Appearance 정보 integration

여기서 한가지 더 고려할 점은 camera motion으로 인해 image plane 상에서 rapid displacement가 발생할 수 있다는 것이다.
DeepSORT에서는 이를 해결하기 위해 assignment problem에 두번째 metric으로 appearance를 고려하였다.
각 bounding box detection $d_j$ 에 대해 appearance descriptior $r_j$ ( $\|r_j\|=1$ )를 계산한다.
추가적으로 각 track $k$ 마다 $L_k=100$ 개의 appearance descriptor 를 보관하는 gallery $\mathcal R_k=\{r_k^{(i)}\}^{L_k}_{k=1}$ 를 둔다.
그리고 appearance metric은 $i$ 번째 track과 $j$ 번째 detection의 appearance space 상에서 가장 작은 cosine distance로 한다.

d^{(2)}(i,j)=min\{1-r_j^Tr_k^{(i)} | r_k^{(i)} \in \mathcal R_i\}

마찬가지로 해당 metric에 대해서도 thresholding을 통해 association이 valid한지 check한다.

b_{i,j}^{(2)}=\mathbf{1}[d^{(2)}(i,j)\le t^{(2)}]

Appearance descriptor를 구하기 위해서는 pretrained CNN을 활용하였다.
최종적으로는 assignment problem을 풀기 위해 위의 두 metric을 합쳐서 활용한다.
- Mahalanobis distance는 object의 motion에 기반하여 가능한 object의 위치에 대한 정보를 주므로, short-term prediction에서 유용하다.
- Cosine distance는 appearance 정보를 활용하므로 motion이 큰 의미를 갖지 않는 long-term occlusion 상황에서 identity를 다시 찾아내는데 유용하다.
두 metric의 weighted sum으로 assignment problem의 cost를 정의

c_{i,j}=\lambda d^{(1)}(i,j)+(1-\lambda)d^{(2)}(i,j)

이때, association이 받아들여질 지는 위에서 정의했던 두 metric의 indicator가 둘 다 만족할 때로 한다.

b_{i,j}=\prod^2_{m=1}b_{i,j}^{(m)}

각 metric의 영향은 hyperparameter인 $\lambda$ 로 정할 수 있다.
실제로 실험 결과, 저자들은 camera motion이 많은 경우 $\lambda=0$ 으로 설정하는 것이 합리적이라고 했는데, 이때 association cost term으로는 appearance만 사용되지만, Mahalanobis distance도 indicator를 통해 고려된다고 한다.

Matching Cascade

DeepSORT에서는 measurement-to-track association problem을 풀기 위해 cascade matching 방식을 택했다.

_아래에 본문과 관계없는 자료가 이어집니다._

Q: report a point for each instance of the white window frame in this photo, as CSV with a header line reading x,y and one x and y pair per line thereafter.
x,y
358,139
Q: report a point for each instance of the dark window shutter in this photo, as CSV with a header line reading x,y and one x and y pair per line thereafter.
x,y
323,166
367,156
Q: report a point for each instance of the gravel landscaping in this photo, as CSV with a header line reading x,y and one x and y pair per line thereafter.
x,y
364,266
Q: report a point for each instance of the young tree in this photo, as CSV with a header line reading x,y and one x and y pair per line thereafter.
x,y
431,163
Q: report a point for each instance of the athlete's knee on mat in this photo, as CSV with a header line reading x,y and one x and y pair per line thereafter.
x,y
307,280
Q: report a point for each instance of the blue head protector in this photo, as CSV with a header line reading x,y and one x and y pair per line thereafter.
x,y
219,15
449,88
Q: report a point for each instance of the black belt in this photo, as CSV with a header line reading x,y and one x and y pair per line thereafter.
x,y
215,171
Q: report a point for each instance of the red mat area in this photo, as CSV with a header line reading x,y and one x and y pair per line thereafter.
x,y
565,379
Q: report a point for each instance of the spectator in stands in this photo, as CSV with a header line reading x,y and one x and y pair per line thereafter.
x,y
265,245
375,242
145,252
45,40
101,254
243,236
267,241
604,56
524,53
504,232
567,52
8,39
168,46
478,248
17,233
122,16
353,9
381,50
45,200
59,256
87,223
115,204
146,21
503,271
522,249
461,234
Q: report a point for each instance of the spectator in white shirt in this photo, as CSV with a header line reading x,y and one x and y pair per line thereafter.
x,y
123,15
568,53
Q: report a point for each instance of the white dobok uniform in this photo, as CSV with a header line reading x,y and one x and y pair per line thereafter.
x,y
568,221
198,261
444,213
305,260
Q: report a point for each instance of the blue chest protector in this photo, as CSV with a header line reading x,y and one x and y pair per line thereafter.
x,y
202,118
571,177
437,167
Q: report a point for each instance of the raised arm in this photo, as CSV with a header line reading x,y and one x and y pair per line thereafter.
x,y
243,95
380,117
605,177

Cascade matching의 motivation

예를 들어, 한 object가 꽤 오랜 시간 가려졌다고 해보자.
그러면 correction할 수 있는 measurement가 없기 때문에 kalman filter prediction의 uncertainty가 높아질 것이다.
uncertainty가 증가함에 따라 state space에서 position prediction의 분포가 spread out
직관적으로는 association metric이 이러한 분포의 퍼짐을 고려해서 measurement-to-track distance가 증가해야 한다.
하지만 직관과는 다르게, covariance가 커지면, mahalanobis distance의 공식 상 covariance의 inverse는 작아지게 된다. 즉, normalized distance 값이 작아지게 된다.
그 말은 두 개의 track이 하나의 detection을 가지고 경쟁하게 되면 algorithm은 uncertainty가 더 큰 쪽을 선택하게 된다.
이렇게 되면 더 uncertain한 track이 해당 detection에 assign될 확률이 높다는 것이고 이는 이상적인 상황이 아니다.

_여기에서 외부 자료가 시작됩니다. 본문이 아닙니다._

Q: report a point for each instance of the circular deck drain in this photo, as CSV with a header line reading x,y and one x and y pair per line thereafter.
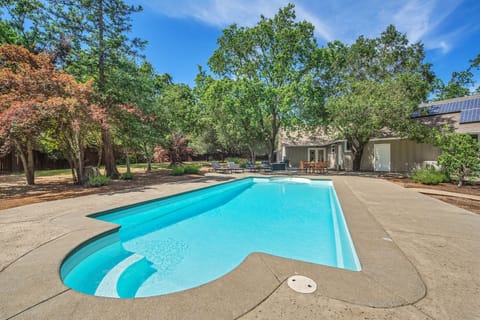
x,y
302,284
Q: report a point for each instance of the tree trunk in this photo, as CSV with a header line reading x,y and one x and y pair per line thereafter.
x,y
461,177
80,168
127,161
29,163
24,157
357,158
273,137
108,155
252,154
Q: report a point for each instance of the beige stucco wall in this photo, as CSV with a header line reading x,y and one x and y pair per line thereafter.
x,y
453,121
405,155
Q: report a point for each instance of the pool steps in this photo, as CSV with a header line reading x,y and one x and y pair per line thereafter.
x,y
108,285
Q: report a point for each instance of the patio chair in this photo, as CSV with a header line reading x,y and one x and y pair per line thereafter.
x,y
233,167
218,168
266,166
251,167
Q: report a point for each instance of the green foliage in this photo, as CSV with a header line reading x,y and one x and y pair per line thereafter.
x,y
178,170
458,86
56,172
24,25
126,176
429,176
263,72
375,84
97,181
240,161
460,156
191,169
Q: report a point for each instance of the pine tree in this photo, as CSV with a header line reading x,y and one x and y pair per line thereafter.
x,y
97,31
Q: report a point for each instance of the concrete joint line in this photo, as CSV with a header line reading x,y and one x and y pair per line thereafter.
x,y
39,303
31,250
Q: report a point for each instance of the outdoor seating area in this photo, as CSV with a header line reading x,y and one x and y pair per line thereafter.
x,y
314,167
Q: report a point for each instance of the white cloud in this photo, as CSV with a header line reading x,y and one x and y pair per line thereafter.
x,y
344,20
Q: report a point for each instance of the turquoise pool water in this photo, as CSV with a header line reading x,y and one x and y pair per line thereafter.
x,y
184,241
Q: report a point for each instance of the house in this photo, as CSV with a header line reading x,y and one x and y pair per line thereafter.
x,y
385,154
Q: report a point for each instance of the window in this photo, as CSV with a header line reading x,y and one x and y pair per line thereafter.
x,y
347,147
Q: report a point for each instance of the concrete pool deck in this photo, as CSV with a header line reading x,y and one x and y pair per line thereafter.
x,y
420,260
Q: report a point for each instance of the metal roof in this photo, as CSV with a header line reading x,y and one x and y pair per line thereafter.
x,y
469,108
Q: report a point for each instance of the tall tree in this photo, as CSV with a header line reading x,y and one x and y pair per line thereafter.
x,y
460,85
24,24
99,31
475,65
381,82
33,95
274,55
179,118
221,101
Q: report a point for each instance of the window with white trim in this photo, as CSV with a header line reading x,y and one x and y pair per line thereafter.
x,y
347,146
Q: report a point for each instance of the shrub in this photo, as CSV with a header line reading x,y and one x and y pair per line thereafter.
x,y
97,181
429,176
459,155
126,176
178,170
241,162
191,169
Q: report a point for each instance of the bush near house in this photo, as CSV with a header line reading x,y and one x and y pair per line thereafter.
x,y
460,156
126,176
429,176
178,170
188,169
191,169
97,181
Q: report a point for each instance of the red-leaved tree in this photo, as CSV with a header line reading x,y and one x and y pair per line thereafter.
x,y
35,98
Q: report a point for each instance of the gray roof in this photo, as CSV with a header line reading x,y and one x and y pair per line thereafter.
x,y
469,108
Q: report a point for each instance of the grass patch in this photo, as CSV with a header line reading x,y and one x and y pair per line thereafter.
x,y
97,181
178,170
126,176
55,172
191,169
430,176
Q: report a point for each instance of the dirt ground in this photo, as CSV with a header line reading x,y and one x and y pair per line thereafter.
x,y
14,192
468,204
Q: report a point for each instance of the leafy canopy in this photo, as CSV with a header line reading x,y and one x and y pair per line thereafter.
x,y
274,57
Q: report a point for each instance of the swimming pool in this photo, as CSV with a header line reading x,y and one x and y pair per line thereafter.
x,y
180,242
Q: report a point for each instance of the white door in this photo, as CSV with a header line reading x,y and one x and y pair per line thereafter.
x,y
381,157
316,154
340,157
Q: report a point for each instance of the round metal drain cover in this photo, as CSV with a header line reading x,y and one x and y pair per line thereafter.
x,y
302,284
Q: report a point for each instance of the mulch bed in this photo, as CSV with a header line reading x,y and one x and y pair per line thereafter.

→ 더 자주 보이는 object에게 우선권을 주는 방식을 택함

Matching algorithm

track과 detection의 index set, 그리고 maximum age를 input으로 받는다.
line 2: Assignment problem에서 정의한 association cost matrix를 계산
line 3: motion과 appearance를 고려해서 각각의 space에서 계산한 distance를 thresholding 쳐서 얻어낸 gating (채택할 것인지 말 것인지 결정) matrix를 계산
line 4 : matches & unmatched detection을 초기화
line 5~9 : 정해진 age 만큼 iterate 하면서 linear assignment problem을 푼다.
- line 6 : 최근 n개의 frame동안 detection box와 associate 되지 않은 track subset $\mathcal T_n$ 을 추출
- line 7 : $\mathcal T_n$ 과 unmatched detection $\mathcal U$ 를 이용해 linear assignment 수행
- line 8 & 9 : matchs & unmatched detection을 update

** 여기서 중요한 점은 matching cascade가 age가 더 작은 track (더 최근에 보인 track)에게 priority를 부여한다는 것이다.

Matching이 다 끝난 후에는 SORT와 같이 IOU association을 수행하여, unconfirmed, unmatched track을 구분한다.

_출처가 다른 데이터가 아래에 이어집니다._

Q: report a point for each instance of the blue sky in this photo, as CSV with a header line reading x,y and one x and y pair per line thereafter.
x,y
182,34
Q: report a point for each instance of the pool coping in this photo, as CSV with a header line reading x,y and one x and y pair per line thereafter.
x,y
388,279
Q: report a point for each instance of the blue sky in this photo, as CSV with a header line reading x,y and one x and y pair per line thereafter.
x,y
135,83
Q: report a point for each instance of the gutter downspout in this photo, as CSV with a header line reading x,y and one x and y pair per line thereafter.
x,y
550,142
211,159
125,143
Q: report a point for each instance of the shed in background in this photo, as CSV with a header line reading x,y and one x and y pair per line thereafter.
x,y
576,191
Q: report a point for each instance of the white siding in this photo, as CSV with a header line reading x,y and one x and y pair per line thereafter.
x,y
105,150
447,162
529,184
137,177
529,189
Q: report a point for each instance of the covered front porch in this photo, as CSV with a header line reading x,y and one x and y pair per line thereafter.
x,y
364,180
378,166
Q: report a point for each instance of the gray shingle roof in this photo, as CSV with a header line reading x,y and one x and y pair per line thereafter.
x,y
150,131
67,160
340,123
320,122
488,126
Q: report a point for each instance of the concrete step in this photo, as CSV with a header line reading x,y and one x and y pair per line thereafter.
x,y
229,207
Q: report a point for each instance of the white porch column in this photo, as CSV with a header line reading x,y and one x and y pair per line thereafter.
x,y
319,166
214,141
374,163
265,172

Deep Appearance Descriptor

양질의 appearance feature를 추출하기 위해 1,100,000개 이상의 사람 이미지를 포함하는 re-identification dataset으로 pre-train한 deep learning 모델을 사용했다.
네트워크 구조는 아래와 같다.

사실 feature extractor는 어떤 것이든 잘 학습된 거 가져다 쓰면 될 것 같다.

Experiments

실험을 위해서는 $A_{max}=30, \lambda=0$ 을 사용하였다.
위 표에서 각 evaluation metric에 대한 정보는 아래와 같다
- MOTA : overall tracking accuracy
- MOTP : overall tracking precision in terms of bbox overlap
- MT : 적어도 80% 이상 같은 label을 유지한 track의 percentage
- ML : 최대 20% 동안 track에 성공한 track의 percentage
- ID : identity가 바뀐 경우의 수
- FM : detection을 놓쳐서 track을 하지 못한 경우의 수

Code analysis

ref: https://github.com/nwojke/deep_sort/blob/master/deep_sort/track.py

Run

frame이 연속적으로 들어온다고 했을 때, tracker는 간단하게 detection → prediction → update로 작동한다.

def frame_callback(vis, frame_idx):
  print("Processing frame %05d" % frame_idx)

  # Load image and generate detections.
  detections = create_detections(
      seq_info["detections"], frame_idx, min_detection_height)
  detections = [d for d in detections if d.confidence >= min_confidence]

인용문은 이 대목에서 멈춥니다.